Ailesi Hamas saldırısında öldürülen İsrailli: İntikam değil barış istiyoruz
Anne ve babası 7 Ekim’de Hamas’ın düzenlediği saldırıda hayatını kaybeden İsrailli Barış Aktivisti Maoz Inon tam ateşkes ve barış çağrısı yaptı.
Ekran görüntüsü democracynow'un yayınından alınmıştır
Anne ve babası Bilha ve Yakovi Inon, 7 Ekim’de Hamas’ın düzenlediği ve İsrail’de 1500 kişinin öldürüldüğü saldırıda hayatını kaybeden İsrailli Barış Aktivisti Maoz Inon tam ateşkes ve barış çağrısı yaptı. Inon, “Şu anda hepimizin odaklanması gereken şey savaşı durdurmak. Barış çağrısı yapalım. Umut çağrısı yapalım. Tam bir ateşkes çağrısı yapalım. Köprülerin kurulması için çağrıda bulunalım. Geleceği inşa etmeliyiz ve bu gelecek eşitliğe, ortaklığa ve barışa dayalı olmalı” dedi.

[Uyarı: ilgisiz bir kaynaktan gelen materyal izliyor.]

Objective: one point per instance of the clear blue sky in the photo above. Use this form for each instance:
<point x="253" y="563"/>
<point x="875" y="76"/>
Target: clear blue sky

Maoz Inon, savaşın sona ermesi için çağrıda bulunan “Standing Together/Birlikte Ayakta” isimli harekete bağlı İsrailli bir barış aktivisti. 78 ve 76 yaşlarındaki anne ve babası Gazze sınırının hemen kuzeyindeki bir kasaba, bir tarım kolektifinde yaşıyordu. 7 Ekim saldırısında öldürüldüler. Inon büyük kaybına ve acısında rağmen barış çağrısı yapmayı sürdürüyor.

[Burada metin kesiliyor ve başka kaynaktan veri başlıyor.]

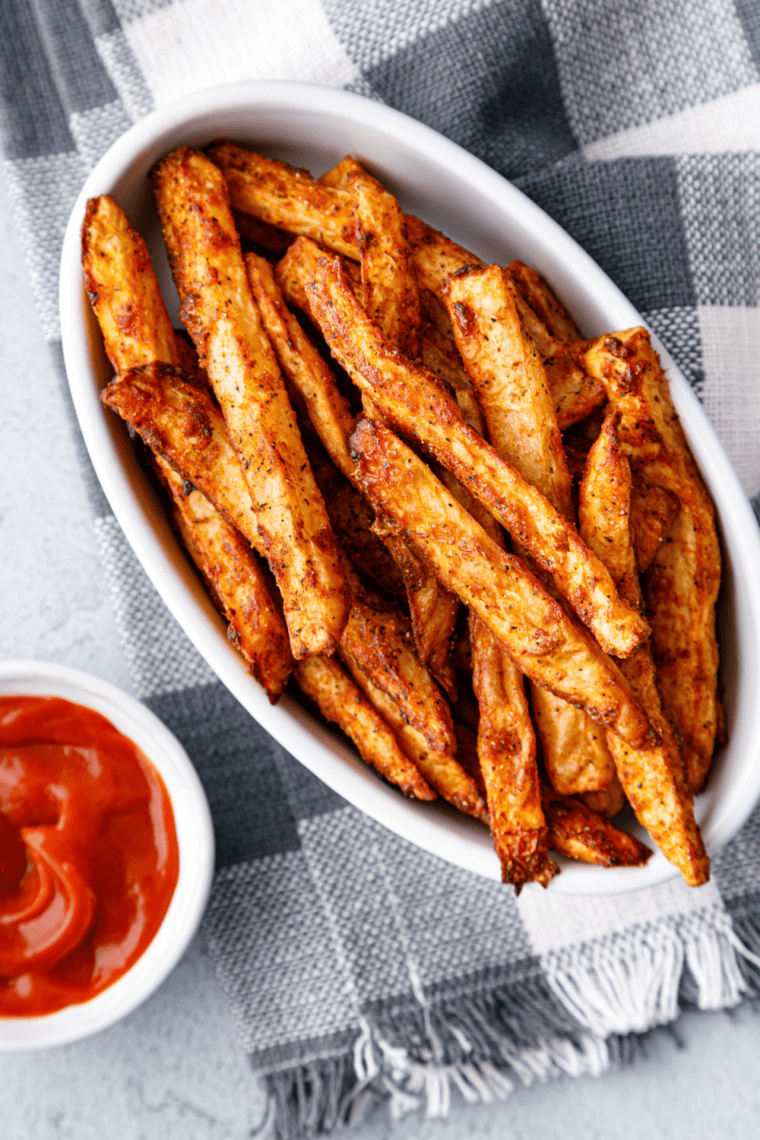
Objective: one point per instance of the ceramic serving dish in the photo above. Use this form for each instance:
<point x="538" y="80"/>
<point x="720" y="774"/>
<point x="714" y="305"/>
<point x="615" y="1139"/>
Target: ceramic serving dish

ABD merkezli haber kanalı Democracy Now’ın yayınına katılan Maoz, Gazeteci Amy Goodman’ın sorularını yanıtladı. 18 Ekim’de yayımlanan söyleşinin öne çıkan bölümleri şöyle:
İNTİKAM PEŞİNDE DEĞİLİM, SADECE BARIŞ İSTİYORUM
Ailenizden ve şu anda ne için çağrıda bulunduğunuzdan bahsedebilir misiniz? Çünkü İsrail hükümetinin, İsraillilerin öldürülmesini, bu toplu katliamı, 1300’den fazla kişinin öldürülmesini -ve net olmamakla birlikte 200 ila 250 arasında kişinin Gazze’de rehin tutulmasını- Gazze’ye yönelik kara harekatının ve bombardımanın gerekçesi olarak kullandığını sık sık duyuyoruz.
Maoz Inon: Amy, bana, aileme, toplumuma, sınıf arkadaşlarıma, toplumumuzdaki arkadaşlarıma ve Gazze çevresindeki İsrailli topluluklara olanlardan çok etkilendim. Hiçbir şey beni burada sizinle yaşadığım trajedi hakkında konuşacağım bu ana hazırlamadı. Keşke sizinle son 20 yıldır içinde yer aldığım girişimler, barış ve ortak toplum girişimleri hakkında konuşuyor olsaydım. Dürüst olmak gerekirse, olan biten her şey beni şaşkına çevirdi.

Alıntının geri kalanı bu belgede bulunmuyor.